Solo una persona incosciente e perversa può costringere un animale ad arrivare oltre il limite delle proprie forze cavalcandolo, calciandolo e frustandolo come in questo caso per le vie della Capitale. “Quest’uomo, che dalle foto apparse sui social è di stazza enormemente sproporzionata rispetto a quella del piccolo animale, deve pagare per la violenza inflitta senza motivo a questo povero pony”, commenta la presidente LNDC Animal Protection Piera Rosati: “Chiediamo a chiunque abbia informazioni su questa persona di farcelo sapere, anche in forma anonima, o di avvisare la Polizia locale”.

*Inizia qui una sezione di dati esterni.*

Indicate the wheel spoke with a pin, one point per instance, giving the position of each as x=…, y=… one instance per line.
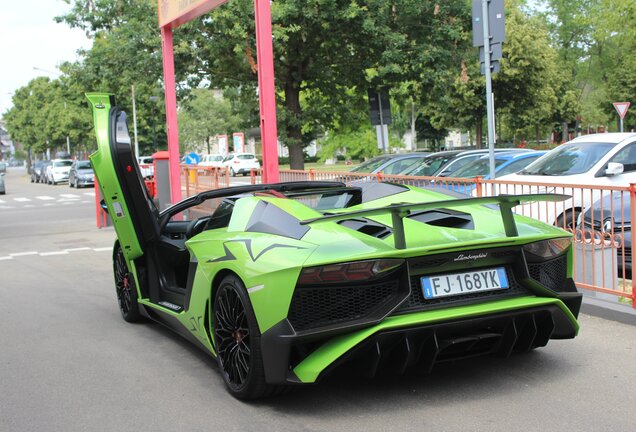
x=232, y=335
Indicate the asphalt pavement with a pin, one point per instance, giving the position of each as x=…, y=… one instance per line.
x=68, y=361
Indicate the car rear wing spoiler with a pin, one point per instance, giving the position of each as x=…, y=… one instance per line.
x=400, y=211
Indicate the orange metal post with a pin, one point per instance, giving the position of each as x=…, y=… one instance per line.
x=632, y=209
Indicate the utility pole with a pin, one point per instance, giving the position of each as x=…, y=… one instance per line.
x=488, y=34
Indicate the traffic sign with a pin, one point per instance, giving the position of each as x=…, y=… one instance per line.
x=379, y=107
x=496, y=22
x=192, y=159
x=621, y=108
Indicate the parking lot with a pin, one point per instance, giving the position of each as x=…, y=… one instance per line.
x=71, y=363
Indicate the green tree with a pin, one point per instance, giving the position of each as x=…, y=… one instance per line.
x=206, y=114
x=328, y=53
x=34, y=118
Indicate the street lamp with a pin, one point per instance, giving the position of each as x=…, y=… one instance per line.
x=153, y=100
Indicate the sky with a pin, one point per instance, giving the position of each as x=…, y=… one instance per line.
x=30, y=38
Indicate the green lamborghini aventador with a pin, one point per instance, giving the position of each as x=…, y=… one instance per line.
x=287, y=283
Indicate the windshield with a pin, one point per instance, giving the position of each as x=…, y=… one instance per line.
x=569, y=159
x=479, y=167
x=371, y=164
x=429, y=166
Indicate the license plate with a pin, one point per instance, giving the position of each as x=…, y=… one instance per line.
x=464, y=283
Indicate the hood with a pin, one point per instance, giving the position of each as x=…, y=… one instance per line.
x=610, y=206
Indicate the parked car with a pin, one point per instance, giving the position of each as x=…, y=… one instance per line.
x=147, y=166
x=58, y=171
x=40, y=173
x=241, y=163
x=390, y=164
x=212, y=160
x=611, y=215
x=444, y=164
x=505, y=163
x=289, y=283
x=81, y=174
x=34, y=170
x=599, y=159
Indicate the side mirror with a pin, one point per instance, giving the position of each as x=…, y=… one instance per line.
x=614, y=168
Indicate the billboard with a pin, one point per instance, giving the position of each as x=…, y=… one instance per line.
x=238, y=139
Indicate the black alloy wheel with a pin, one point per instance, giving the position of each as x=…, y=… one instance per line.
x=125, y=288
x=237, y=342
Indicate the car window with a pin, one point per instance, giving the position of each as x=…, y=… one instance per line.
x=517, y=165
x=458, y=163
x=428, y=167
x=401, y=165
x=371, y=165
x=479, y=167
x=570, y=158
x=627, y=157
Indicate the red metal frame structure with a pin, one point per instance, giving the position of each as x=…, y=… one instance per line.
x=173, y=13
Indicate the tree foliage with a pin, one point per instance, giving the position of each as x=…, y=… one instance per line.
x=566, y=60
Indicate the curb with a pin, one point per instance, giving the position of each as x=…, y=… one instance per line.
x=608, y=310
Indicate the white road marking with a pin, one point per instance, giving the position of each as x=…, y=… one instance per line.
x=11, y=256
x=24, y=253
x=53, y=253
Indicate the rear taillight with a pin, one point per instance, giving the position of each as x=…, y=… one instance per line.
x=348, y=272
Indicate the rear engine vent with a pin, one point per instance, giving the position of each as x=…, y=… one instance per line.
x=445, y=218
x=551, y=274
x=368, y=227
x=313, y=307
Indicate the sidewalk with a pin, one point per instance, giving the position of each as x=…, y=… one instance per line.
x=607, y=306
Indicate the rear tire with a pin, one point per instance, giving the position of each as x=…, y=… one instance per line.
x=238, y=342
x=125, y=287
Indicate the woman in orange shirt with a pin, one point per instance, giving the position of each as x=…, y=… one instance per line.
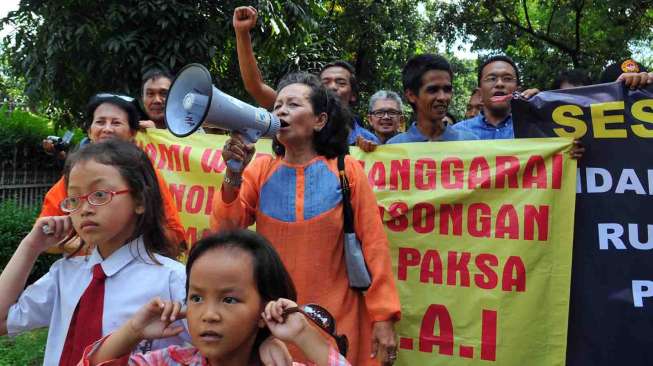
x=115, y=116
x=296, y=201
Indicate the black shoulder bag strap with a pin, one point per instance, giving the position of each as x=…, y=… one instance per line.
x=357, y=272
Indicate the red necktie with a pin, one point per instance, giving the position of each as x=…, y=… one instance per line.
x=86, y=323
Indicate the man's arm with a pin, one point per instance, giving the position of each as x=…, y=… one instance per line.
x=244, y=20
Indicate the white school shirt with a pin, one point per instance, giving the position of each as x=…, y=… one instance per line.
x=133, y=279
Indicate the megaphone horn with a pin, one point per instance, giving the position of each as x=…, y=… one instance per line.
x=193, y=100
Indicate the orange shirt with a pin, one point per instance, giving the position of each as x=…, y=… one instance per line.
x=299, y=209
x=172, y=222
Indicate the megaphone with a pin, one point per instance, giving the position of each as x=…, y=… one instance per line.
x=193, y=100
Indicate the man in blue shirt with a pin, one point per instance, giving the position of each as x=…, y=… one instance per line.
x=498, y=78
x=427, y=81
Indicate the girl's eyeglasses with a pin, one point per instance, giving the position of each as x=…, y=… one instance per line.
x=323, y=319
x=97, y=198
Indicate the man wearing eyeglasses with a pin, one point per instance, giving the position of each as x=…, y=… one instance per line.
x=156, y=84
x=498, y=78
x=385, y=114
x=427, y=81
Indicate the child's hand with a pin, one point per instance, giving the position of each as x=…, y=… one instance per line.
x=48, y=231
x=287, y=329
x=153, y=320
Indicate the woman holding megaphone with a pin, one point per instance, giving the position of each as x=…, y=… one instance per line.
x=295, y=198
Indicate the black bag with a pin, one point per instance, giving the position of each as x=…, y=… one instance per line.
x=359, y=276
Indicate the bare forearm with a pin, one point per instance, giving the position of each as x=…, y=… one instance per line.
x=250, y=73
x=314, y=346
x=118, y=344
x=13, y=279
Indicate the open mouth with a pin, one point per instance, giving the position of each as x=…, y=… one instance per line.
x=500, y=97
x=87, y=224
x=210, y=336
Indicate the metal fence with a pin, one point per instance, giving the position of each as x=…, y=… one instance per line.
x=25, y=179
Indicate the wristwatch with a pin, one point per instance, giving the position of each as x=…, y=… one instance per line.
x=234, y=182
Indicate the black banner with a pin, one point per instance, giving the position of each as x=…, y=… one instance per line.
x=611, y=311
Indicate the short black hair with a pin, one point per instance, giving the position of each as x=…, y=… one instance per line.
x=124, y=102
x=417, y=66
x=352, y=72
x=153, y=74
x=331, y=140
x=577, y=77
x=497, y=58
x=272, y=279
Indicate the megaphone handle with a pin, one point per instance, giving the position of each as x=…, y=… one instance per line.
x=236, y=166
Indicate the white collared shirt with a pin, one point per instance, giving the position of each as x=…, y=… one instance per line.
x=133, y=279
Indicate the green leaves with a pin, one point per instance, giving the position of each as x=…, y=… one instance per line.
x=546, y=37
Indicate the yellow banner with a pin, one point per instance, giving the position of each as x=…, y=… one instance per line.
x=480, y=233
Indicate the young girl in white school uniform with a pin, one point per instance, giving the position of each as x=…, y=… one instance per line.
x=114, y=203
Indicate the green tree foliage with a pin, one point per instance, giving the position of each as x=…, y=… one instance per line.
x=546, y=37
x=67, y=50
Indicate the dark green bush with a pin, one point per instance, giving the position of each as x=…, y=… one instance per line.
x=26, y=349
x=15, y=224
x=27, y=130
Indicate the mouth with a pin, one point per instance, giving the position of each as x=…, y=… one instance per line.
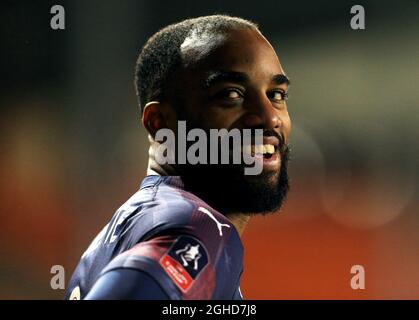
x=268, y=153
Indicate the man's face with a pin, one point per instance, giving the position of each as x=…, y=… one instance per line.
x=236, y=81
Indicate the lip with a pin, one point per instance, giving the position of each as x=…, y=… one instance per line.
x=271, y=140
x=270, y=164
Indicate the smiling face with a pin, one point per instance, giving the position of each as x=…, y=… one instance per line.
x=236, y=81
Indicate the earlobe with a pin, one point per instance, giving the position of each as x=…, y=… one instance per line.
x=153, y=118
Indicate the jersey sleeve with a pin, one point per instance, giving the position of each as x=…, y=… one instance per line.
x=126, y=284
x=165, y=267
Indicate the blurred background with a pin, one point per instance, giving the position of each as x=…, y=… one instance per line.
x=73, y=150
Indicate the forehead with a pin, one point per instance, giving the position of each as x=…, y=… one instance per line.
x=243, y=50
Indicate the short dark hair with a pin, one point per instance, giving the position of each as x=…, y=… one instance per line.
x=161, y=54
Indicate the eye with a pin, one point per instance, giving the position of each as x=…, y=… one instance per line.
x=278, y=96
x=230, y=94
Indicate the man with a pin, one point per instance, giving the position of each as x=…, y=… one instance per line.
x=178, y=237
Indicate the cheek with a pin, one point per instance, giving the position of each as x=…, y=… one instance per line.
x=286, y=123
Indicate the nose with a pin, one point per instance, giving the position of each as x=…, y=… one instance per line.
x=262, y=114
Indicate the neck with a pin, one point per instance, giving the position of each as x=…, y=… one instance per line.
x=239, y=220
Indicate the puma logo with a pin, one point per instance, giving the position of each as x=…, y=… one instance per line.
x=219, y=225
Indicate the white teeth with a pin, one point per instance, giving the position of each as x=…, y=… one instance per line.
x=259, y=149
x=269, y=148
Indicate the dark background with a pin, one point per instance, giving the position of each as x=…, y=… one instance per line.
x=73, y=150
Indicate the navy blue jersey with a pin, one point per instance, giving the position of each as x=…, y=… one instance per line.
x=173, y=239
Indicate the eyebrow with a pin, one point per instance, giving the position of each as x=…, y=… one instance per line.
x=238, y=77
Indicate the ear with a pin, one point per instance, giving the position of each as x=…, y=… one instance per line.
x=153, y=117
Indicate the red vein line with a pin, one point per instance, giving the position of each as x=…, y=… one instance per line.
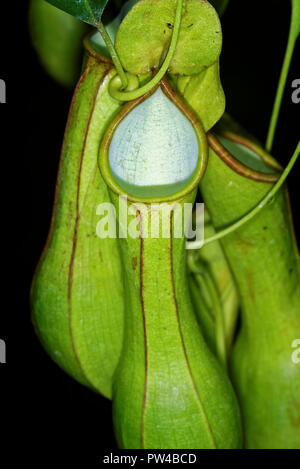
x=181, y=334
x=145, y=332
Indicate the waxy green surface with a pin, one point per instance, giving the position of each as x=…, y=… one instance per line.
x=77, y=293
x=170, y=392
x=209, y=264
x=265, y=262
x=57, y=39
x=145, y=33
x=204, y=94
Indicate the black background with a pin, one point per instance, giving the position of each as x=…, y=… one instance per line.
x=43, y=410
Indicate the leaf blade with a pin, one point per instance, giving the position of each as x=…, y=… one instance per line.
x=89, y=11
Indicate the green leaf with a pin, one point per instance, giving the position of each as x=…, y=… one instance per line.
x=144, y=36
x=219, y=5
x=89, y=11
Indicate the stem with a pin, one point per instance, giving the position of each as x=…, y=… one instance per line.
x=131, y=95
x=219, y=318
x=255, y=211
x=206, y=282
x=283, y=77
x=113, y=54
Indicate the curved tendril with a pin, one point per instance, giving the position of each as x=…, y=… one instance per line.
x=267, y=199
x=283, y=77
x=206, y=282
x=113, y=54
x=114, y=86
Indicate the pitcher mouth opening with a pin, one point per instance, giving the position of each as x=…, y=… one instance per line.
x=98, y=53
x=189, y=185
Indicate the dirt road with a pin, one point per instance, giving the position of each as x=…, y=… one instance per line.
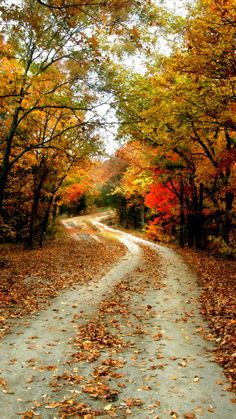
x=128, y=345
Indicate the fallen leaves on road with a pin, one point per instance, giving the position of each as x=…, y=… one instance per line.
x=217, y=280
x=29, y=279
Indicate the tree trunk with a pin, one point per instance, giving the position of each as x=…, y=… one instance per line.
x=6, y=166
x=182, y=216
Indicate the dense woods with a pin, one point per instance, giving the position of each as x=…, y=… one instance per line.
x=175, y=173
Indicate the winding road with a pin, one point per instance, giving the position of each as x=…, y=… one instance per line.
x=164, y=370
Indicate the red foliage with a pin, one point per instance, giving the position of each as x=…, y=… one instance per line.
x=162, y=199
x=76, y=191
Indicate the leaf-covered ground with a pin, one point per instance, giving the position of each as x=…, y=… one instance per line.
x=29, y=279
x=217, y=282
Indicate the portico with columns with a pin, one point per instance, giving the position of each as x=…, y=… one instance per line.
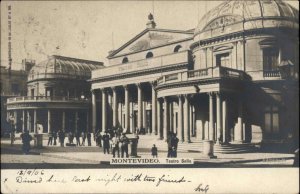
x=199, y=83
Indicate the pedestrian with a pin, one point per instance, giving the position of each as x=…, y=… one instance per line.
x=89, y=137
x=154, y=151
x=173, y=153
x=26, y=138
x=98, y=138
x=71, y=137
x=61, y=136
x=115, y=145
x=296, y=158
x=124, y=145
x=83, y=135
x=50, y=138
x=77, y=136
x=54, y=137
x=105, y=142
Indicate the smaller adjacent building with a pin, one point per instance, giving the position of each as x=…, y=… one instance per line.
x=58, y=96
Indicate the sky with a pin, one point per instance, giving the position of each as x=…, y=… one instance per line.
x=88, y=29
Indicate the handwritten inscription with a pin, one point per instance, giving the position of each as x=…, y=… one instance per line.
x=201, y=188
x=35, y=176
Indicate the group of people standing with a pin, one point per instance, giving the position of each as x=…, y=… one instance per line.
x=115, y=141
x=61, y=136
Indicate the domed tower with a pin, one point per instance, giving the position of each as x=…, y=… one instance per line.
x=253, y=36
x=260, y=39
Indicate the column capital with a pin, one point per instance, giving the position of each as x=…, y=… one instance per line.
x=186, y=96
x=165, y=98
x=103, y=90
x=218, y=93
x=139, y=85
x=179, y=96
x=211, y=94
x=126, y=87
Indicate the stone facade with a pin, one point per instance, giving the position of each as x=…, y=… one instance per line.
x=234, y=80
x=58, y=97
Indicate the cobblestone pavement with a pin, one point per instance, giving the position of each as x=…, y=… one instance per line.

Roma, 10 maggio 2022 – LNDC Animal Protection si è attivata per denunciare l’uomo che, lo scorso week end, ha cavalcato un piccolo pony lungo le vie di Roma per tutto il giorno, frustandolo e calciandolo fino quasi a farlo collassare, davanti agli occhi attoniti dei cittadini: secondo le notizie pubblicate si tratterebbe di un cittadino romeno proprietario di un’azienda agricola, ancora a piede libero. Al momento abbiamo sporto denuncia contro ignoti”, spiega la Presidente LNDC Animal Protection Piera Rosati, “e chiediamo a chiunque abbia notizie o indicazioni di contattarci, anche in forma anonima, scrivendo ad avvocato@legadelcane.org, o di chiamare la Polizia locale. Si tratta di uomo violento e privo di empatia, che ha portato allo stremo questo piccolo e indifeso animale e che potrà certamente ripetere un comportamento analogo verso altri animali o essere violento anche con altre persone”, afferma la Presidente.Continuiamo a chiedere al Governo pene realmente più severe ed esemplari per i reati contro gli animali, quale forte e necessario deterrente per chi compie gesti del genere”, chiosa Rosati.

Costringere un animale a fatiche insopportabili per le proprie caratteristiche fisiche ed etologiche come in questo caso”, ha argomentato poi l’avvocato Alessandra Itro, legale di LNDC Animal Protection, “è un comportamento gravemente irresponsabile e punito dalla legge perché si configura come reato di maltrattamento di animali, ai sensi dell’articolo 544 ter del codice penale”.

Questo povero animale è stato vittima di violenze fisiche e psicologiche delittuose che lo avrebbero potuto portare alla morte, come sostenuto dai commenti atterriti di chi ha assistito alle agghiaccianti scene” argomenta ancora Rosati, che continua: “Se questo soggetto non fosse stato interrotto dalle persone che sono poi intervenute, il pony avrebbe fatto certamente una brutta fine. Ormai è ampiamente dimostrato”, conclude la Presidente, “che questi soggetti sono pericolosi per la società dato che la crudeltà sugli animali è quasi sempre legata anche a comportamenti violenti verso le altre persone. Faremo tutto ciò che è necessario per assicurarci che chi ha commesso questo abuso paghi”.